The first act derives its name (International Stud) from an actual gay bar of the same name at 117 Perry Street in Greenwich Village in the 1960’s and 1970’s. The bar had a backroom where men engaged in anonymous sex. The backroom plays a central role in the act.
The popular work broke new ground in the theatre: “At the height of the post-Stonewall clone era, Harvey challenged both gay and straight audiences to champion an effeminate gay man’s longings for love and family.
1989 – Congressional Republicans began circulating a memo that Democratic House Speaker Thomas Foley was a homosexual. The memo compared Foley’s voting record to openly gay Rep. Barney Frank. Those responsible for the memo apologized after Frank threatened to start outing Republican members of congress.
1997 – Colorado governor Roy Romer vetoed a state measure seeking to ban same-sex marriage for the second time. He instead appointed a commission to investigate the rights and responsibilities of same-sex relationships.
1997 – Former Georgia Attorney General Michael Bowers, who fought to have the US Supreme Court uphold Georgia’s sodomy law, admitted to having had an adulterous affair that lasted over a decade. Georgia’s sodomy law carries penalties for adultery.

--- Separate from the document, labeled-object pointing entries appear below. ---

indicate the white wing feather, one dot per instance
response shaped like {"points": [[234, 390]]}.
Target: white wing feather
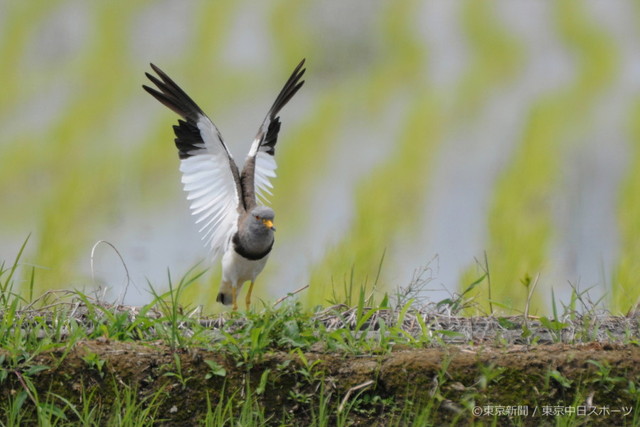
{"points": [[211, 188]]}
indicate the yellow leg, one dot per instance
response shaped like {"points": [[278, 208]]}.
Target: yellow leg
{"points": [[233, 298], [248, 299]]}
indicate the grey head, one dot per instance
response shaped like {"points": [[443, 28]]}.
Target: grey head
{"points": [[263, 215], [254, 238]]}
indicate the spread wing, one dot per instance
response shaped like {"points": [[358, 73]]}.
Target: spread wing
{"points": [[209, 174], [260, 165]]}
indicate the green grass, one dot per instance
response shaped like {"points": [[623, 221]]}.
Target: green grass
{"points": [[273, 366]]}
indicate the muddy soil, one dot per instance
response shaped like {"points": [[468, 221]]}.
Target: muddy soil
{"points": [[456, 377]]}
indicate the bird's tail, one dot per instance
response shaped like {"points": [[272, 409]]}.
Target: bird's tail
{"points": [[224, 293]]}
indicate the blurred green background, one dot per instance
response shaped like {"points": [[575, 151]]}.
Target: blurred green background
{"points": [[429, 135]]}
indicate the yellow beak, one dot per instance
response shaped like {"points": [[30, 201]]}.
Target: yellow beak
{"points": [[269, 224]]}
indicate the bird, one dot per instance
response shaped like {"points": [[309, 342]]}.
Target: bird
{"points": [[222, 197]]}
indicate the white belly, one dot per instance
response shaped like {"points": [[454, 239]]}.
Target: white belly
{"points": [[237, 270]]}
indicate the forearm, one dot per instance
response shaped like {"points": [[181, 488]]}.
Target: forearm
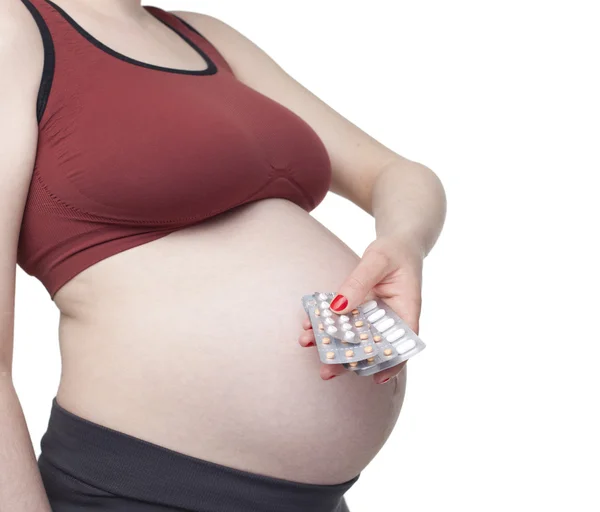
{"points": [[21, 488], [409, 203]]}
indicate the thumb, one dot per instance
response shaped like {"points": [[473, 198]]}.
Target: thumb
{"points": [[371, 269]]}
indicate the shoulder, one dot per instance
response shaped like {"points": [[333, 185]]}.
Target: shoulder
{"points": [[247, 60], [21, 46]]}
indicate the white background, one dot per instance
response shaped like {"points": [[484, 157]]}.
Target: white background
{"points": [[501, 100]]}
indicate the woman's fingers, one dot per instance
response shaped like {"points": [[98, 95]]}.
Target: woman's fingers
{"points": [[385, 375]]}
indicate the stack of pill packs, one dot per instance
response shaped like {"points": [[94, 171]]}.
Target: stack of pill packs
{"points": [[369, 339]]}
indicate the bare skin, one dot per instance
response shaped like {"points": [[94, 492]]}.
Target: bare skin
{"points": [[140, 350]]}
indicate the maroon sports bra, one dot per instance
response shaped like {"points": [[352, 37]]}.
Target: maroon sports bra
{"points": [[129, 152]]}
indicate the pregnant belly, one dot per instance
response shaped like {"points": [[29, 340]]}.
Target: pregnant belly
{"points": [[190, 342]]}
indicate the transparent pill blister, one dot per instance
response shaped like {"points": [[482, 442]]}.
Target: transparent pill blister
{"points": [[333, 350], [396, 341], [366, 340]]}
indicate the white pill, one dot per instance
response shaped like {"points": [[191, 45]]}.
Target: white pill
{"points": [[373, 317], [368, 306], [396, 335], [406, 345], [384, 324]]}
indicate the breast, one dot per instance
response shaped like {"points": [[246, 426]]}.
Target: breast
{"points": [[198, 331], [167, 149], [129, 160]]}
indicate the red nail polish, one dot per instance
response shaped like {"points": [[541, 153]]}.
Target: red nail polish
{"points": [[339, 302]]}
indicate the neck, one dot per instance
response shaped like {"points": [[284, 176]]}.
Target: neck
{"points": [[109, 8]]}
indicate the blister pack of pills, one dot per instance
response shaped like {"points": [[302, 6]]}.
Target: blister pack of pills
{"points": [[369, 339]]}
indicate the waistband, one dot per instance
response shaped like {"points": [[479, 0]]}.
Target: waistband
{"points": [[131, 467]]}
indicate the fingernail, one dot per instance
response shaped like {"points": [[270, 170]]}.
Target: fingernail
{"points": [[339, 302]]}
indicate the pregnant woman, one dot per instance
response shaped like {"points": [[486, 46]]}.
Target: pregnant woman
{"points": [[158, 170]]}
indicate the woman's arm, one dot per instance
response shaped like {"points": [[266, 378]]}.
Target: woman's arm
{"points": [[21, 61], [406, 198]]}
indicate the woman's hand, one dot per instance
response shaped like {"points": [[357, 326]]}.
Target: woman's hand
{"points": [[391, 269]]}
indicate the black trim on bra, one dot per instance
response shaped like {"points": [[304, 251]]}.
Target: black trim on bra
{"points": [[49, 60], [210, 70]]}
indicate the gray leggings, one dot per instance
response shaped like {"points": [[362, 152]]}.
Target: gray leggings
{"points": [[86, 466]]}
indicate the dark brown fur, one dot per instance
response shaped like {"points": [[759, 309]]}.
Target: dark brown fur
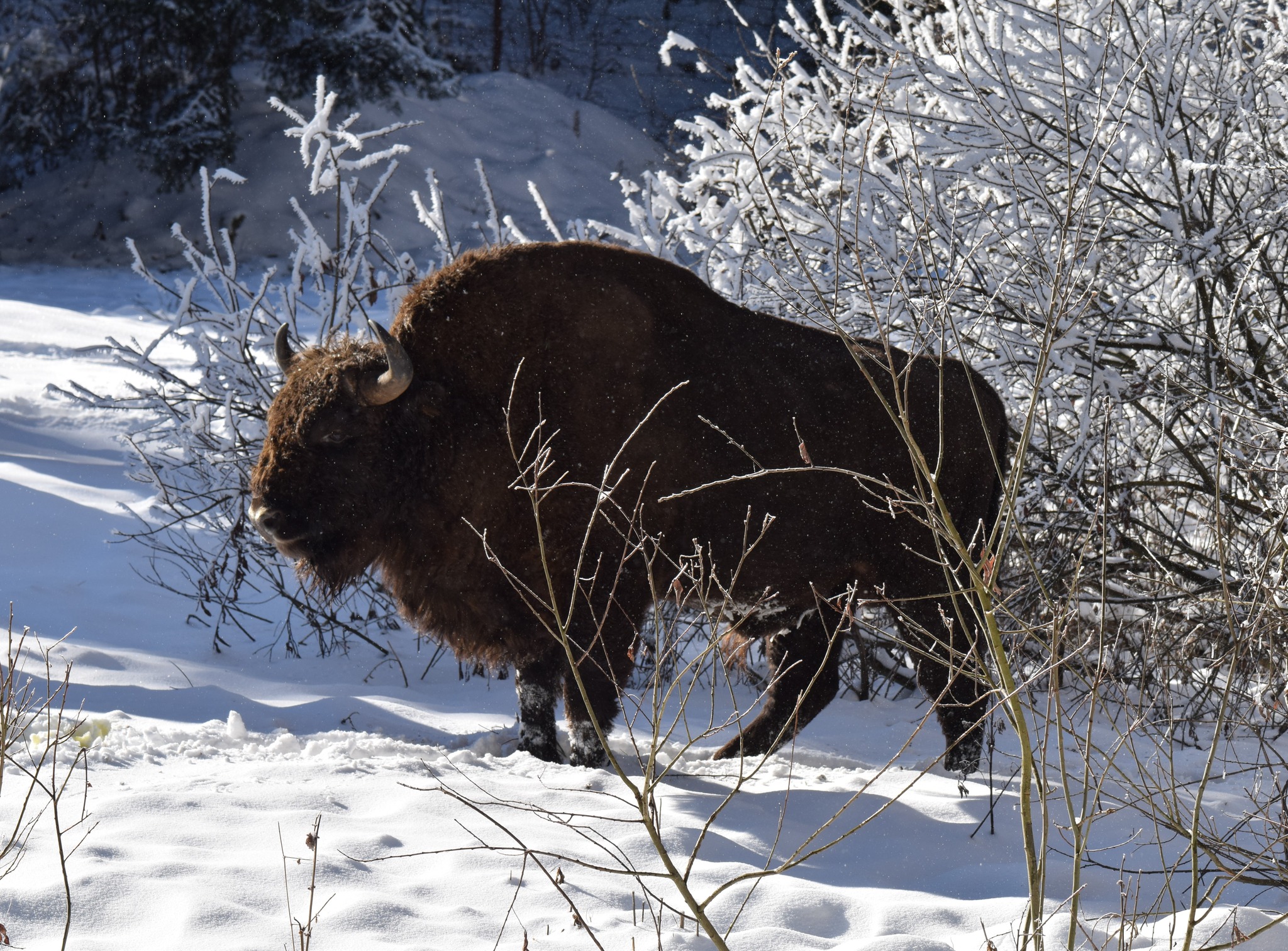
{"points": [[603, 333]]}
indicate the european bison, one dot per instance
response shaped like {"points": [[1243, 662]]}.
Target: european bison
{"points": [[394, 453]]}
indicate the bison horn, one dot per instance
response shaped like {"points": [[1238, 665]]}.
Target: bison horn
{"points": [[282, 350], [392, 383]]}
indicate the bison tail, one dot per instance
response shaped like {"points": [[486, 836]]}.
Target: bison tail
{"points": [[1001, 452]]}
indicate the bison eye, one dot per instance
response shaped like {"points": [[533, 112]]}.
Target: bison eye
{"points": [[334, 437]]}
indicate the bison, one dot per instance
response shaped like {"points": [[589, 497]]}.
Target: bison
{"points": [[396, 454]]}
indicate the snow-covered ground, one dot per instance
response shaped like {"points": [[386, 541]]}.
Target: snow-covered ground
{"points": [[211, 758], [522, 130], [190, 798]]}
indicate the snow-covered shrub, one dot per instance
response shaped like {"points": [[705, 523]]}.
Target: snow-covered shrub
{"points": [[1086, 203], [201, 423], [201, 426], [1089, 204], [91, 77]]}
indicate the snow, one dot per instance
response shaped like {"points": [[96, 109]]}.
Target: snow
{"points": [[210, 758], [210, 755], [521, 129]]}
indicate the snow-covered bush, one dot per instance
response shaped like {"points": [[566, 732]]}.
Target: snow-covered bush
{"points": [[91, 77], [1086, 203], [201, 425], [1089, 204]]}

1999 – “Time” magazine placed Harvey Milk alongside Mother Theresa and Rosa Parks as one of the Heroes of the Century.
2003 – A federal judge rejected a Christian hate group’s attempt to remove a no-fly zone around Disney World so it could fly planes trailing anti-gay banners over the resort during the annual Gay Days event.
2003 – California’s Assembly passed legislation giving gay and lesbian domestic partners many of the rights of marriage.